New imaging and image registration methods developed at the I‑STAR lab open new avenues for precision and accuracy in image-guided robotics. Unlike many existing robotic solutions that rely on conventional surgical tracking and rigid registration to preoperative imaging, intraoperative image-guidance offers a simplified workflow that is resilient to changes imparted by tissue deformation. Intraoperative imaging with quality sufficient to visualize, target, and drive accurate rigid/deformable registration can take fuller advantage of high-precision robotics, with added potential benefits to patient safety through eliminating hand tremor, enforcing remote center-of-motion at ports of entry, force limiting safeguards, elimination of fulcrum effect, micro-scaling of movements, and path planning/optimization. General-purpose prototype robotic platforms are used in cadaver studies to evaluate geometric accuracy, workflow, and establish a testbed for translation to future clinical studies.
Investigators in the I-STAR Lab have worked on the development of novel imaging systems now standard-of-care in image-guided interventions - including cone-beam CT guidance of radiotherapy and mobile C-arms capable of high-quality 3D imaging in the OR. Such research spans a vibrant scope beyond the development of new hardware systems, including registration of multi-modality image data, integration with surgical navigation systems, and ensuring safe, streamlined implementation within clinical workflow.
The I-STAR Lab is a development and proving ground for novel CT and cone-beam CT prototype scanners. Systems under development include dedicated scanners for quantitative, high-resolution musculoskeletal / orthopaedic imaging, mobile scanners for imaging of traumatic brain injury and stroke at the point of care, as well as emerging detector technologies for photon counting, spectral imaging, and improved spatial resolution. Research includes system design and modeling, optimization, 3D image reconstruction algorithms, and translation to first clinical studies.
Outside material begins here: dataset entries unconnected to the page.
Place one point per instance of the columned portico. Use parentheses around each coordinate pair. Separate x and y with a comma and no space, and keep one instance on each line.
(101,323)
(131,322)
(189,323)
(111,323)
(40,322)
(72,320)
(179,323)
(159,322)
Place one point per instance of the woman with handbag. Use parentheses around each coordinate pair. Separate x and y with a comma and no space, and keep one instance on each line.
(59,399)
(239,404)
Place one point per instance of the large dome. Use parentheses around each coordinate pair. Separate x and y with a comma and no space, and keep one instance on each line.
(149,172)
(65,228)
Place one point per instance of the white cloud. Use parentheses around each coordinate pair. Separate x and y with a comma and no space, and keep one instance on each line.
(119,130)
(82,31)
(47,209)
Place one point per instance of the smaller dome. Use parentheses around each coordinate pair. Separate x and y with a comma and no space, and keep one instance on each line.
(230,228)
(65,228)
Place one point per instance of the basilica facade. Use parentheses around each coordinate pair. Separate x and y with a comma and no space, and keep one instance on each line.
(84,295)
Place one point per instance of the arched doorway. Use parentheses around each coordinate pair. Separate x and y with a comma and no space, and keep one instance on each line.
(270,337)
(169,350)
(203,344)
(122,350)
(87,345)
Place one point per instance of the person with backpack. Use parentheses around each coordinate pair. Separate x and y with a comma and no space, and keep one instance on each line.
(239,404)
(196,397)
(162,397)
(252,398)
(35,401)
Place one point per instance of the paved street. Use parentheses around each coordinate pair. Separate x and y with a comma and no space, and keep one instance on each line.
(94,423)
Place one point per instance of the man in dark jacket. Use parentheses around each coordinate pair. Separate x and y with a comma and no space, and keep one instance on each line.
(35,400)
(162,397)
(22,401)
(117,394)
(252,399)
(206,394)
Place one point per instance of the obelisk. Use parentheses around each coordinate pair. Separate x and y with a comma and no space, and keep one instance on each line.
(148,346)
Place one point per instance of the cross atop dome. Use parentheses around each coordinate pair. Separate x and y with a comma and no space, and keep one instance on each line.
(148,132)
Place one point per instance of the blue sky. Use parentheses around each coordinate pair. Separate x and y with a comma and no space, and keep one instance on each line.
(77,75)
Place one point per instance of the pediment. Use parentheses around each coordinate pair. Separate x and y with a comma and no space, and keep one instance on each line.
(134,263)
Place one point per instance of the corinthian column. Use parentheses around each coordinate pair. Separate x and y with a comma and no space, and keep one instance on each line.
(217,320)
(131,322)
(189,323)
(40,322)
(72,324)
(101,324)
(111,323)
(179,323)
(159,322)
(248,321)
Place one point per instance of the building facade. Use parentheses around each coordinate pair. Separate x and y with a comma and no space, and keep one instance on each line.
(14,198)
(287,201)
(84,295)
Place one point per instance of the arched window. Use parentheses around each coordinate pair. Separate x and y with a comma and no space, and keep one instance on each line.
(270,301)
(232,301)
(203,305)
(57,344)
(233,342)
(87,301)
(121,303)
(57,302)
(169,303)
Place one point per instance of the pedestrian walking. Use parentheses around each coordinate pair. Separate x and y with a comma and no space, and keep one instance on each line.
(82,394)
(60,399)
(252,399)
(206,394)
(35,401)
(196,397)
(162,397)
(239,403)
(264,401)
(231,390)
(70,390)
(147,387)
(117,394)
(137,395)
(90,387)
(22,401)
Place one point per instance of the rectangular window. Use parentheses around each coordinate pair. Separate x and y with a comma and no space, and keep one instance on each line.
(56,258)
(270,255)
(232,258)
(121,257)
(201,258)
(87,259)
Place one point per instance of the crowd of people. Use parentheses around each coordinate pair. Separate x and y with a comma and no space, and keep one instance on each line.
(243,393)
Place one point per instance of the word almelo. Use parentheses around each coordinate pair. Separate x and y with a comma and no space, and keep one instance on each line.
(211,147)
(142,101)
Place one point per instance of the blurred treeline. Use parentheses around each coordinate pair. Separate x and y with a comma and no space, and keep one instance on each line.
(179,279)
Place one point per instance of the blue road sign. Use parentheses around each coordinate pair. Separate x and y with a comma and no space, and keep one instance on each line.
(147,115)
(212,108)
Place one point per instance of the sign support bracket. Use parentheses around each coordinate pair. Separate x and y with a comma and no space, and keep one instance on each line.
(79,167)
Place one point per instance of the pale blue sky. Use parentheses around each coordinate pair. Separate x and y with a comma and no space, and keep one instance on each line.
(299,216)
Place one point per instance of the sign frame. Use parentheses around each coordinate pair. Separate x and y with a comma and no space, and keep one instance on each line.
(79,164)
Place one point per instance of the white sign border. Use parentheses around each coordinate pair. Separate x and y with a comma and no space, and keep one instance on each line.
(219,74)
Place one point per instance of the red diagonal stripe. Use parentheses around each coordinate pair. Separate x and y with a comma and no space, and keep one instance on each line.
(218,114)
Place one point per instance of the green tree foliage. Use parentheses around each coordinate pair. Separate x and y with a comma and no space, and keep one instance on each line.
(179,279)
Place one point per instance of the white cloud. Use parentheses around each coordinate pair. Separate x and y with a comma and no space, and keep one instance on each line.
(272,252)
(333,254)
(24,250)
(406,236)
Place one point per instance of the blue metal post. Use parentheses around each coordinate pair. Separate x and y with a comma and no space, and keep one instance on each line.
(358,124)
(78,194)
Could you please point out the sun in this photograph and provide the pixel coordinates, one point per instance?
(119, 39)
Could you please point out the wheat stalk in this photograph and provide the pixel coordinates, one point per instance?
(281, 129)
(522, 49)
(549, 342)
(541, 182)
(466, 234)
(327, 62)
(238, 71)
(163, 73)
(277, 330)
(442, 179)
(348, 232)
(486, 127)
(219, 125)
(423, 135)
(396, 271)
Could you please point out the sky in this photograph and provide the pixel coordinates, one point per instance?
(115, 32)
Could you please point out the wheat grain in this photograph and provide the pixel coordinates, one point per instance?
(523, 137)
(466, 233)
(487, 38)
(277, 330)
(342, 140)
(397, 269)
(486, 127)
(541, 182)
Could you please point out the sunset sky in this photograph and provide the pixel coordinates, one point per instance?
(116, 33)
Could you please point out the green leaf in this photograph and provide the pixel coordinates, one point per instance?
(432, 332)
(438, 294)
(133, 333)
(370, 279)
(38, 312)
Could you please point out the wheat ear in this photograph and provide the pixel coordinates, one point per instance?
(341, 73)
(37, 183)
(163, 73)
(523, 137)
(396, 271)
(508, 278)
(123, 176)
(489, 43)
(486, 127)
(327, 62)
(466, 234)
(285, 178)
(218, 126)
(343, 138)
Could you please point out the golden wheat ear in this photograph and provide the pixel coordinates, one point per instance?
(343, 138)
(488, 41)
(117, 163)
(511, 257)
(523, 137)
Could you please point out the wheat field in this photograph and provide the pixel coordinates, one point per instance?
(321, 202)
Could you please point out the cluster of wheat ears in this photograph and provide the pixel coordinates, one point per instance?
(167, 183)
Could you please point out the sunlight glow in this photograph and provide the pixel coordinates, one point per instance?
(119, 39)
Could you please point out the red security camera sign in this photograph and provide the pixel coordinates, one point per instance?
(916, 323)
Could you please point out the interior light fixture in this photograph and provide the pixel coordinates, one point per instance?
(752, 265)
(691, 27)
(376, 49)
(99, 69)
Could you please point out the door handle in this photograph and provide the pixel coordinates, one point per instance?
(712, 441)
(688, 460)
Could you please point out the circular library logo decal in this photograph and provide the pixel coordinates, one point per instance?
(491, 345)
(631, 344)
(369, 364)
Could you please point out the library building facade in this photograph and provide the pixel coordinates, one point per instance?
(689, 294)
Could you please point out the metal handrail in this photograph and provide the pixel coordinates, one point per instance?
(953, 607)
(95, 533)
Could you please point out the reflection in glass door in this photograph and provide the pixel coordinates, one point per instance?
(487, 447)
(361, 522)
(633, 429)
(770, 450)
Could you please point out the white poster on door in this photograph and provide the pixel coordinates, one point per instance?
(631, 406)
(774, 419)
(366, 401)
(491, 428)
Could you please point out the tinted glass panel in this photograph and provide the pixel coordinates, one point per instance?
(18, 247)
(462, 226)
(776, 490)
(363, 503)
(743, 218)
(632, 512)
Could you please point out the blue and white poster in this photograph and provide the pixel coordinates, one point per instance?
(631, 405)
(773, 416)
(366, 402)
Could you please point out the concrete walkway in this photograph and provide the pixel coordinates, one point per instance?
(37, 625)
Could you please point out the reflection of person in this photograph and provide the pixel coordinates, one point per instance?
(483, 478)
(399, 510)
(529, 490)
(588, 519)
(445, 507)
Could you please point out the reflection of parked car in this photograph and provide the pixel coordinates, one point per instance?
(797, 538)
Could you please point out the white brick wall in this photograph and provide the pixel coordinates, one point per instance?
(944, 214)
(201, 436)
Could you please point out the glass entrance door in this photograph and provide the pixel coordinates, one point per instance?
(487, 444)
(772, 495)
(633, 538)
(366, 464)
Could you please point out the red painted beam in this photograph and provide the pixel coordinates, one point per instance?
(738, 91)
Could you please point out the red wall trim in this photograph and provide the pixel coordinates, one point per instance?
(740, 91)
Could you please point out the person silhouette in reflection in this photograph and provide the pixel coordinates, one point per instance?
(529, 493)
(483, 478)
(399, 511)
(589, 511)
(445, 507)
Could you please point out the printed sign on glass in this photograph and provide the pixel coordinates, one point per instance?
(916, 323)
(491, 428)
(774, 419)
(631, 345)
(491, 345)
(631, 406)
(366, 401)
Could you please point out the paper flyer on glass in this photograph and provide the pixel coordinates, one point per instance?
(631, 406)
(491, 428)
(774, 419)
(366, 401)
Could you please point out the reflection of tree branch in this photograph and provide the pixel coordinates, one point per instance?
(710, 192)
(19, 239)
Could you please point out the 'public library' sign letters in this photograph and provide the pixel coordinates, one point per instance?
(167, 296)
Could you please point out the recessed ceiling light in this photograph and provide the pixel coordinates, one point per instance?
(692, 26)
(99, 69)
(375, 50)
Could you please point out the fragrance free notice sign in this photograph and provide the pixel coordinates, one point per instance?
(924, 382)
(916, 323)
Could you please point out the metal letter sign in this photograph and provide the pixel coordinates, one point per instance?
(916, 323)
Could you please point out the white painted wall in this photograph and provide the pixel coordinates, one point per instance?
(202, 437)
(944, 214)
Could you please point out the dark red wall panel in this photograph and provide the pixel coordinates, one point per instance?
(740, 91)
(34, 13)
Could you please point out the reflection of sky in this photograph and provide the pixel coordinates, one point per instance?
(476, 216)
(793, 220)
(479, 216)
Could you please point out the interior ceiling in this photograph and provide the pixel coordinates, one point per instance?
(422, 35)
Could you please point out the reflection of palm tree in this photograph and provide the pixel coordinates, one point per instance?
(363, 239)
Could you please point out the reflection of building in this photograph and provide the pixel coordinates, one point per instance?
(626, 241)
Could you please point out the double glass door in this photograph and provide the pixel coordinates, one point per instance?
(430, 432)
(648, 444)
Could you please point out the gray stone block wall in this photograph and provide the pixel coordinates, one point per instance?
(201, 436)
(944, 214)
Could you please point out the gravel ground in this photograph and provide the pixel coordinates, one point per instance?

The focus of this research area is on novel technologies to derive accurate anatomical and physiological measurements from medical images. We are particularly interested in development of new quantitative biomarkers for orthopedics. This application spans a broad range of spatial scales, features, and processes, ranging from assessment of bone microstructure (~100 um), to measurements of bone mineral density, to evaluation of joint alignment under physiological load. Our team works on optimization of imaging systems and algorithms to achieve accurate quantification in all those tasks. For example, we have developed an ultra-high resolution imaging chain for an orthopedic CT system to enable in-vivo measurements of bone microstructure. Another major area of interest involves automated methods to extract quantitative information from images, including anatomical measurements, 3D joint space mapping, and shape analysis.